Euthanasia activist Sean Davison might face multiple murder charges, the Cape Town Magistrate’s Court heard yesterday.
The founder of euthanasia advocacy group Dignity SA was in court on a charge of premeditated murder in connection with the death of Anrich Burger in Cape Town in 2013 in an alleged assisted suicide after he became quadriplegic following a motor car accident.
The court granted Davison bail of R20 000, with strict conditions restricting him from leaving the Western Cape without permission or contacting any witnesses. He is due back in court on November 16.
State advocate Megan Blows told the court yesterday that new information obtained by the state suggested that Davison may have committed murder in a similar fashion on more than one occasion.
Davison, a New Zealand-born biotechnology professor who lives in Cape Town with his wife and three children, told the court in a statement that he had not committed any offence.
In 2011 he was sentenced to 5 months house arrest in New Zealand for assisting his cancer-stricken, 85-year-old mother to die.
Davison is also president of the World Federation of Right to Die Societies which held its 22nd biennial conference in Cape Town a fortnight ago, drawing together pro-euthanasia doctors, politicians and civil society organisations.
In 2015, in a case with which Dignity SA was closely associated, the North Gauteng High Court in Pretoria ruled that terminally-ill Cape Town advocate Robin Stransham-Ford, 65, had the right to commit suicide with a doctor’s help.
The following year, the Supreme Court of Appeal (SCA) overturned the High Court’s order, citing flaws in that ruling — including the fact that Stransham-Ford died two hours before the order was granted, as a result of his cancer. The SCA said right-to-life issues should be determined in parliament.
The SCA ruling was welcomed by Christian groups opposed to euthanasia.

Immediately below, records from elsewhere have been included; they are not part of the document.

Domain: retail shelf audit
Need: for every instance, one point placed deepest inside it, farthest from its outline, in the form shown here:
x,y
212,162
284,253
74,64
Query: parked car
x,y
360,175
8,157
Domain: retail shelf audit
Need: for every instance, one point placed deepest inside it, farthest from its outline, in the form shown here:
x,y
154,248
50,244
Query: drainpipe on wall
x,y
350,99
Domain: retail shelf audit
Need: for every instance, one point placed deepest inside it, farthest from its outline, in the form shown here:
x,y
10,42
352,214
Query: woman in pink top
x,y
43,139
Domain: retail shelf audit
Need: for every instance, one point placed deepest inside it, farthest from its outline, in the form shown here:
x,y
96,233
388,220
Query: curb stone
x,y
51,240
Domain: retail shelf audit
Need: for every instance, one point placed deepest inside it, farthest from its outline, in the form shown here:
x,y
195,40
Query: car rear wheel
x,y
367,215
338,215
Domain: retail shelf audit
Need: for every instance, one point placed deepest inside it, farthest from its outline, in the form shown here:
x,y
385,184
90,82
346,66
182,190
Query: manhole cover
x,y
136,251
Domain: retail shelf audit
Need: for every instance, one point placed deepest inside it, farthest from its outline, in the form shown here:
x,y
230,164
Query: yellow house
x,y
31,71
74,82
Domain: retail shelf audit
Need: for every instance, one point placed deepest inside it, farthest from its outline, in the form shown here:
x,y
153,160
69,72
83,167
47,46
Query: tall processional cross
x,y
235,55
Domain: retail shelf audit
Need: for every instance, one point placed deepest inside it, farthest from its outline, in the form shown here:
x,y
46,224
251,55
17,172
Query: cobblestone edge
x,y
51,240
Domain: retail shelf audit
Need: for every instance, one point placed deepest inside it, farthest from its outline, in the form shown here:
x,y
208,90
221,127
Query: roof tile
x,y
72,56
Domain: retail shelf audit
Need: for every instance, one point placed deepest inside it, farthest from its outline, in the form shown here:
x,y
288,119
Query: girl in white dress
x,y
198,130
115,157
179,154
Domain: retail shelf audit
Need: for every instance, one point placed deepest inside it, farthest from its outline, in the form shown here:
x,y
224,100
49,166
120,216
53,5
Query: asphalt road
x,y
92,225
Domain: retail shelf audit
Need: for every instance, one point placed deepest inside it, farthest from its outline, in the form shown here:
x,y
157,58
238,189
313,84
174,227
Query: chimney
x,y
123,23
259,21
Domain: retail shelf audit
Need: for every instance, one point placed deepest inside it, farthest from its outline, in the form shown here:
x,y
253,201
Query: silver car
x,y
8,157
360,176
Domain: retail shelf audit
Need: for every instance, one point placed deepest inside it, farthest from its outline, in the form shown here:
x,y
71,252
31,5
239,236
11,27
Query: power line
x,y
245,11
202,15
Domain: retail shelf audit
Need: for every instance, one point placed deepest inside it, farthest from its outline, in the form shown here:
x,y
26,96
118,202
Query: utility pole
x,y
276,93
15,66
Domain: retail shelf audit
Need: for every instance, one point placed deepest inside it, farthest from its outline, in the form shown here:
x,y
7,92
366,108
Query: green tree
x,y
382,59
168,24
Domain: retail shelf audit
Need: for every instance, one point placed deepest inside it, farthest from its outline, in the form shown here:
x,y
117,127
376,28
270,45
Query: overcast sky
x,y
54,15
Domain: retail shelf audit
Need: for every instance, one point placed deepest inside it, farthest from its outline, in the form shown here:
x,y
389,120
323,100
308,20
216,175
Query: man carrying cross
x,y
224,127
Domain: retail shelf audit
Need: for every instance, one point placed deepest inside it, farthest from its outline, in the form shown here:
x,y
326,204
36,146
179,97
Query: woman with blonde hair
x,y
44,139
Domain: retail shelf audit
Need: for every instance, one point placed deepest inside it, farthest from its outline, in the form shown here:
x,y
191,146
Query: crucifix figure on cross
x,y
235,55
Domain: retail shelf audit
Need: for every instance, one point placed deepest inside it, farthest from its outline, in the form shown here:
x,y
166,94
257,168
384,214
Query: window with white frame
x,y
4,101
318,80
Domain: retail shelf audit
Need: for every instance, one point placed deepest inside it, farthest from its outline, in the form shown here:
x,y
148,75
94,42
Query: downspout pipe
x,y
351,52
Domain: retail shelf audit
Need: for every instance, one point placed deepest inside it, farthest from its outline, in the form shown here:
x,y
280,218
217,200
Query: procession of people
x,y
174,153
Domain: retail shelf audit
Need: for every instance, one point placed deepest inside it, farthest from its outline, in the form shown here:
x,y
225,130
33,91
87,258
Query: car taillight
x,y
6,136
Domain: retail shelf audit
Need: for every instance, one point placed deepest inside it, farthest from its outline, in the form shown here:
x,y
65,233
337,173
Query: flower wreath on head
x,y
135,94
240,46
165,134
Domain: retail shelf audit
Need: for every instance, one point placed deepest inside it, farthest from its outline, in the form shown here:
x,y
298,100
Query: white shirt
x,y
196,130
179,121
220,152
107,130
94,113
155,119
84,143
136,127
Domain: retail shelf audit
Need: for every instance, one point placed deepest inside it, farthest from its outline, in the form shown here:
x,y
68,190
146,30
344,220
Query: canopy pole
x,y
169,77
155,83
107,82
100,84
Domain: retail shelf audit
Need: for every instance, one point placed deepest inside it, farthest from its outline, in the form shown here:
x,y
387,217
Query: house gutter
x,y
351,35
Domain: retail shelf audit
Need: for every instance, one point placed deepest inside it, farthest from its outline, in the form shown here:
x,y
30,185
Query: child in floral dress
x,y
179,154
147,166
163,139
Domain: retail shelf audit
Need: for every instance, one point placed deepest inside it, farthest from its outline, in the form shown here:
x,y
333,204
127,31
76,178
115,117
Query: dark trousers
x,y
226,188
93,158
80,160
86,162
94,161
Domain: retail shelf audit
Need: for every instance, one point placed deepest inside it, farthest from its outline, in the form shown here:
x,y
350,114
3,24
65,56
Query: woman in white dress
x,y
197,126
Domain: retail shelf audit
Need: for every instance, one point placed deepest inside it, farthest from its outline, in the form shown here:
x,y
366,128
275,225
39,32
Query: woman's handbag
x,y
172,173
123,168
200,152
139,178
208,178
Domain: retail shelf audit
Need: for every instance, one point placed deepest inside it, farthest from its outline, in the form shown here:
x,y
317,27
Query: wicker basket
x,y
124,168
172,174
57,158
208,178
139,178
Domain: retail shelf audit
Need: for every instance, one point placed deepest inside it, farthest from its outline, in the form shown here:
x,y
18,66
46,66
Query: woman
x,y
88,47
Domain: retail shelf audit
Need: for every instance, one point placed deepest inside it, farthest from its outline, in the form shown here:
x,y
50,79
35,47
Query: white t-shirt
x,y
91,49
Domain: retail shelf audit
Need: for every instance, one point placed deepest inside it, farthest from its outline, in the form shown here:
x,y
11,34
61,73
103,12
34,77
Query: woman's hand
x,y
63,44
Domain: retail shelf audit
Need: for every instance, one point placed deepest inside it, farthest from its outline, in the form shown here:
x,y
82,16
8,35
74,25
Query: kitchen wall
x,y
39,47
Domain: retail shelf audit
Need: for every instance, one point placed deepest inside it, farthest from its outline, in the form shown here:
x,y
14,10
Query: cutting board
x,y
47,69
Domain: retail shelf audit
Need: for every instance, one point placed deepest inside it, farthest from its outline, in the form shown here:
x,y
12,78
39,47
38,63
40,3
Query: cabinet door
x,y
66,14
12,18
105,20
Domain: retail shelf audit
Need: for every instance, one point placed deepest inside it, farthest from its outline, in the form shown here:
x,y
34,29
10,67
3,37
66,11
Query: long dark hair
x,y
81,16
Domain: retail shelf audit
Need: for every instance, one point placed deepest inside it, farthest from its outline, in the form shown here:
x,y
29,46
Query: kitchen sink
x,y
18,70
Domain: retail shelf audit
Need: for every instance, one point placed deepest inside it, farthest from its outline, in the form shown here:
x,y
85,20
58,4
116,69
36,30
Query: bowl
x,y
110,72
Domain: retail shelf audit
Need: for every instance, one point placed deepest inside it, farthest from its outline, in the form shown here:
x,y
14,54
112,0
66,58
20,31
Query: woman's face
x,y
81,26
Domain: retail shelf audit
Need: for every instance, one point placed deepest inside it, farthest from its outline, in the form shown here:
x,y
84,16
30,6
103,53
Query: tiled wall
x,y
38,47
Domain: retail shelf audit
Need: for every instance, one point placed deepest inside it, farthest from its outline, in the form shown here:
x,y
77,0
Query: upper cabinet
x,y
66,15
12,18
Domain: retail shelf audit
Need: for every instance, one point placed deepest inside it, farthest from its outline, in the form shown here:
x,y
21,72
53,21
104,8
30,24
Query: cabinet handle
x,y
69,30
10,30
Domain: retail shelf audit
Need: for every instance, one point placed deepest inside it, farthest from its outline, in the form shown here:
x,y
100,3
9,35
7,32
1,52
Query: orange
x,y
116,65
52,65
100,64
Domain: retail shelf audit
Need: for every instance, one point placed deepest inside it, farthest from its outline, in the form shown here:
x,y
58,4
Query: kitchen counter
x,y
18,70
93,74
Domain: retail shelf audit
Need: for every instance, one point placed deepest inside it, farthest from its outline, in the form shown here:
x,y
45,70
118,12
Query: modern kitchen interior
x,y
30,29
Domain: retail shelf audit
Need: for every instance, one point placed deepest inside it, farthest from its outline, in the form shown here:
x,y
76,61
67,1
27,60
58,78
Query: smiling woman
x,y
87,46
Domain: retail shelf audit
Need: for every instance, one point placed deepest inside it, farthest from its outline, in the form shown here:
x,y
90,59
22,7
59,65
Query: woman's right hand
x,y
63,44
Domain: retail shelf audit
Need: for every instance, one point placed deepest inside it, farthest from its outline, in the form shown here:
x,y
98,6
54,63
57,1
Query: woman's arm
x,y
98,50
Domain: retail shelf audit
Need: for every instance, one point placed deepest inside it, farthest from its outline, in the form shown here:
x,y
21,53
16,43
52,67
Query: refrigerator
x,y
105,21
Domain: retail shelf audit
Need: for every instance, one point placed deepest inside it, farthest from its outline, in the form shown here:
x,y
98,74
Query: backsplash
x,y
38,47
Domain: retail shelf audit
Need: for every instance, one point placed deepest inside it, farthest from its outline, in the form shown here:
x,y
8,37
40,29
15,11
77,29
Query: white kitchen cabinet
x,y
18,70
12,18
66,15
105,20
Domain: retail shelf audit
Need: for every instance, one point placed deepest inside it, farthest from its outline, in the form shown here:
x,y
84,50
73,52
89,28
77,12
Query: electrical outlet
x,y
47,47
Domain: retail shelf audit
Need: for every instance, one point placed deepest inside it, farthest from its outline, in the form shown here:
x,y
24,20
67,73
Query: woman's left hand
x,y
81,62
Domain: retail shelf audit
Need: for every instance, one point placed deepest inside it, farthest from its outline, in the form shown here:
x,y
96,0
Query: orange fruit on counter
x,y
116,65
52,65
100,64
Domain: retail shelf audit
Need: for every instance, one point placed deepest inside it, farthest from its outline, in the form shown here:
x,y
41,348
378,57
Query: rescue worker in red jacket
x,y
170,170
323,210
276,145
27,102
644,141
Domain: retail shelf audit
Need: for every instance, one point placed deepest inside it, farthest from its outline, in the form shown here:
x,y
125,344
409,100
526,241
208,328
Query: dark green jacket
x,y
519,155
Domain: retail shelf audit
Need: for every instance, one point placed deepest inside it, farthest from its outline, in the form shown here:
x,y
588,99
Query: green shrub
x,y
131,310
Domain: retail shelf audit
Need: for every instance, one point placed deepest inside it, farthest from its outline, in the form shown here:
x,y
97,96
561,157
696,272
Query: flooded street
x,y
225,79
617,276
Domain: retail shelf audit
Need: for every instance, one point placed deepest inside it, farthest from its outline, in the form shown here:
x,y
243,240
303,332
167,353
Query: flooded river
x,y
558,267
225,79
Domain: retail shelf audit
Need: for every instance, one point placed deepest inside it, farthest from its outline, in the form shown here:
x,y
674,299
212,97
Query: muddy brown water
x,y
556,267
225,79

Doctors For Life which testified as an amicus curiae for the state, said at the time: “Legalising physician-assisted suicide would have created a legal precedent that would have led to floods of euthanasia contagion. The judgement will serve to protect the sick, the aged and the vulnerable in SA who are the ones who would be most harmed through such a law.”

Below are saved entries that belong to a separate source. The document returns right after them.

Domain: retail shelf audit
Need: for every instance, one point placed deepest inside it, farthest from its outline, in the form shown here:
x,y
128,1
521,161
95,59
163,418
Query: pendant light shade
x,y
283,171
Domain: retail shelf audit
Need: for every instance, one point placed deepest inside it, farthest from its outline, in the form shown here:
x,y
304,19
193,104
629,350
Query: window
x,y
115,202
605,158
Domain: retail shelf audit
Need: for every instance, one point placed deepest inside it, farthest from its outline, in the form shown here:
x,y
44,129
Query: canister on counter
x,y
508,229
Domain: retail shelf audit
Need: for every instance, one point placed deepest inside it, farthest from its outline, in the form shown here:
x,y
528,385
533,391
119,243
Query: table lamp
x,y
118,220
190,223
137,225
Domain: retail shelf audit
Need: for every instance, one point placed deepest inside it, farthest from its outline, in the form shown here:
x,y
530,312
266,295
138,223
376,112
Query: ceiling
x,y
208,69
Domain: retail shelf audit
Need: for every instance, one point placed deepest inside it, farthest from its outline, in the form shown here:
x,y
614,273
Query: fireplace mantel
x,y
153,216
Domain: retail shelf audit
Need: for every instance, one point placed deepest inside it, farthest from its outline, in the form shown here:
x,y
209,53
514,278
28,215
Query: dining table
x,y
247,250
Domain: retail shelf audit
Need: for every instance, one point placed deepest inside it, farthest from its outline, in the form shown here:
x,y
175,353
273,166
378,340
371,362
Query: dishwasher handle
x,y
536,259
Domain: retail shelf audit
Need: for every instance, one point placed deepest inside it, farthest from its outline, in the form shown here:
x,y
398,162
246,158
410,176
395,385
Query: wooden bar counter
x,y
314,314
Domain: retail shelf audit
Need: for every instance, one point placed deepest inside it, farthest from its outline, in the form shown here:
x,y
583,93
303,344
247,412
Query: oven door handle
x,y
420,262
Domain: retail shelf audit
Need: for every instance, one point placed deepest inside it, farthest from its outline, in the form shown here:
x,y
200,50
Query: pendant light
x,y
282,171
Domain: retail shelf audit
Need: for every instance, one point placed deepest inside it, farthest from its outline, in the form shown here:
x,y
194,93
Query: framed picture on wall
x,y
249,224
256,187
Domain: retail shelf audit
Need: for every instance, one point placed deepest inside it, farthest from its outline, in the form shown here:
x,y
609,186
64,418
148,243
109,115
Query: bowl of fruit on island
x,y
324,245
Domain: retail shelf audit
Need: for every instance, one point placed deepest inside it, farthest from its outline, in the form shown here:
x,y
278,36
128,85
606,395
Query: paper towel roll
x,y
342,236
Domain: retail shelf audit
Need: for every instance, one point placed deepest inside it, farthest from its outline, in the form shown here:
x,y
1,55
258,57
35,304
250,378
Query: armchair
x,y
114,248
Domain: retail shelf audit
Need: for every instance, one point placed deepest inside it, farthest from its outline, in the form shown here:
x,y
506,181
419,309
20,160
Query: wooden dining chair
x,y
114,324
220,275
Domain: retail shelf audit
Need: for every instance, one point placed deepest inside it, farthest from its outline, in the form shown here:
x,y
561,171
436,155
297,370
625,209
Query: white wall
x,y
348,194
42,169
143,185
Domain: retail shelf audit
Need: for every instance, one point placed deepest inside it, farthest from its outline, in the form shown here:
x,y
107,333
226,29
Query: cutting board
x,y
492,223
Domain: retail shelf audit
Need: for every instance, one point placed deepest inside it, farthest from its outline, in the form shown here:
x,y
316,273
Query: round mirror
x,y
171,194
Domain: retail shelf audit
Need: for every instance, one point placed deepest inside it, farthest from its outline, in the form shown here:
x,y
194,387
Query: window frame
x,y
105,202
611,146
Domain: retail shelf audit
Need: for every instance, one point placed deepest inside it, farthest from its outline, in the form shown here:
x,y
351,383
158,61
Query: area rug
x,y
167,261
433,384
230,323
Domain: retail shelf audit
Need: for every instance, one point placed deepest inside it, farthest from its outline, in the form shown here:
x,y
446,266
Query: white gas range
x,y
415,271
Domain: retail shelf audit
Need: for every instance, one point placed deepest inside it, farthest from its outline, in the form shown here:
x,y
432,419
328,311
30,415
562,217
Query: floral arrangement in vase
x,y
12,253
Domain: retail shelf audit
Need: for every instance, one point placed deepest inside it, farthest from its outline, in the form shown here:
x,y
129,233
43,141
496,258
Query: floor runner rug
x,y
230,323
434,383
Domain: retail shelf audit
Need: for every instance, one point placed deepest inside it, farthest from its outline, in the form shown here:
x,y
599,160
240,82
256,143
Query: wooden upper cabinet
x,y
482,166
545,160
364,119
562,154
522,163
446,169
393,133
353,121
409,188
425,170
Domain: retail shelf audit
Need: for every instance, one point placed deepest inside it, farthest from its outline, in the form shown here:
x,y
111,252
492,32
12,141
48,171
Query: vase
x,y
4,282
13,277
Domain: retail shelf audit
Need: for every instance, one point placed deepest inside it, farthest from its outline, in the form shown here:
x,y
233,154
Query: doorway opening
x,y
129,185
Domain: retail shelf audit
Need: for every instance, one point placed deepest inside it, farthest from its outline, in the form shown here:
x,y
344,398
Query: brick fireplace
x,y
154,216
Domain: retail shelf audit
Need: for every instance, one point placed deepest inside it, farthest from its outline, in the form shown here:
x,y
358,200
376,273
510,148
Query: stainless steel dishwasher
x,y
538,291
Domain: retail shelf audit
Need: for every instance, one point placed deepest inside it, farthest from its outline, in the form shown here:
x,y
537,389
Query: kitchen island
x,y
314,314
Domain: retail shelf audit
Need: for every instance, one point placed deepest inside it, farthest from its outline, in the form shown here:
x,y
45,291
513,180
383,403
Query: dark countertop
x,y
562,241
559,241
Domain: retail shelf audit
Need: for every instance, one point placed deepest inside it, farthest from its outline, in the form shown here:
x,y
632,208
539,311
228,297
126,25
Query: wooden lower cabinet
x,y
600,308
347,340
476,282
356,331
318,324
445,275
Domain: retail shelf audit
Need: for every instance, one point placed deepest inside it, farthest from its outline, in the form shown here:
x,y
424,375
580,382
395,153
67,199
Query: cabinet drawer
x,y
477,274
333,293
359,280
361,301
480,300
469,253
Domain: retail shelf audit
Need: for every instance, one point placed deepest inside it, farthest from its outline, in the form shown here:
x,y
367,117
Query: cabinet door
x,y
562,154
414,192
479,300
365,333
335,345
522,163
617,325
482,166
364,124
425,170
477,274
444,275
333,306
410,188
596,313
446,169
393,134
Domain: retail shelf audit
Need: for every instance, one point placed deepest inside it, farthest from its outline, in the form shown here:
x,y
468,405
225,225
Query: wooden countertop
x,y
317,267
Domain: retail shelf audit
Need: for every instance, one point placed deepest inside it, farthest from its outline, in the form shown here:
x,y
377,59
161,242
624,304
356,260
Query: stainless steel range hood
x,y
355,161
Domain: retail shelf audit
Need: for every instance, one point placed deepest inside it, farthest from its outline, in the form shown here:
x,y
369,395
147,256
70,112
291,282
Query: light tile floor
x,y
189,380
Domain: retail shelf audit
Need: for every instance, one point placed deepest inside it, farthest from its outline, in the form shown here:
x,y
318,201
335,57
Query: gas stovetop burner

Dignity SA meanwhile is pursuing the legalisation of assisted dying and has joined Dr Sue Walter, who has been diagnosed with terminal multiple myeloma, as well as Dieter Harck, who has terminal motor neurone disease, as a plaintiff in an action instituted in September 2017 to the Gauteng Division of the High Court in which they are calling for the legalisation of euthanasia for consenting patients.
The pro-euthanasia campaign has also been taken to parliament with the release of the “Advance Health Care Directives” Private Member’s Bill, by COPE MP Deidre Carter in August.

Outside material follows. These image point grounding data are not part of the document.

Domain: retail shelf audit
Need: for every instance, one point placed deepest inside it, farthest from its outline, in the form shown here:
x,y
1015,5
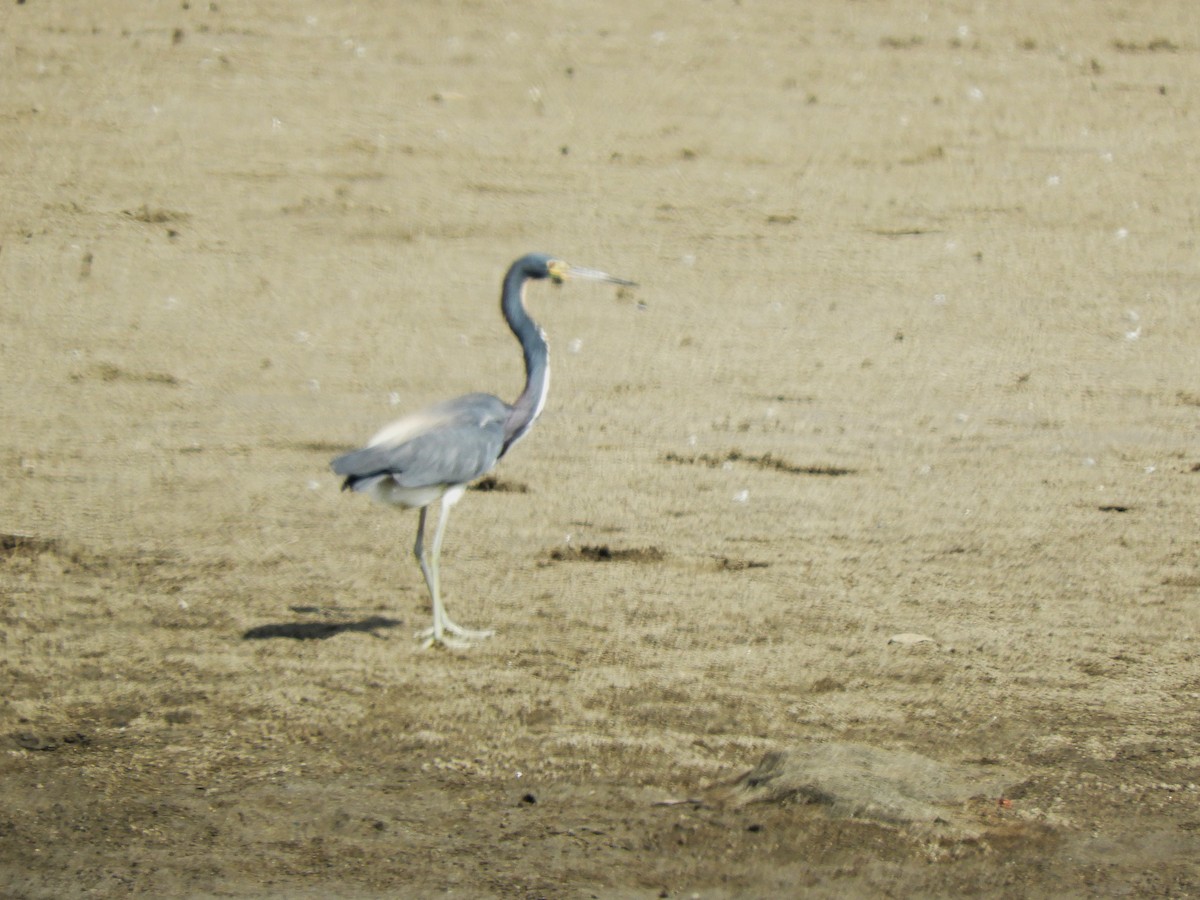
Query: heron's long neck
x,y
537,354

Alerting pro-life Christians to the Bill and to the fact that there will be opportunities for the public to make submissions, Africa Christian Action’s Taryn Hodgson said legal euthanasia puts the lives of the elderly, terminally ill and those with disabilities under threat.
The pro-euthanasia lobby claims that the vulnerable would not be targeted, however evidence from countries where euthanasia is legal, such as the Netherlands and Belgium, shows that thousands of patients have been euthanised without their consent by nurses or doctors, she said.
In Canada, where euthanasia is legal, two doctors and a bioethicist are arguing for the right to take organs from people who have chosen to end their lives through euthanasia while they are still alive — a move which a pro-life journalist observes “confirms how the logical slippery slope is alive and well when it comes to euthanasia”.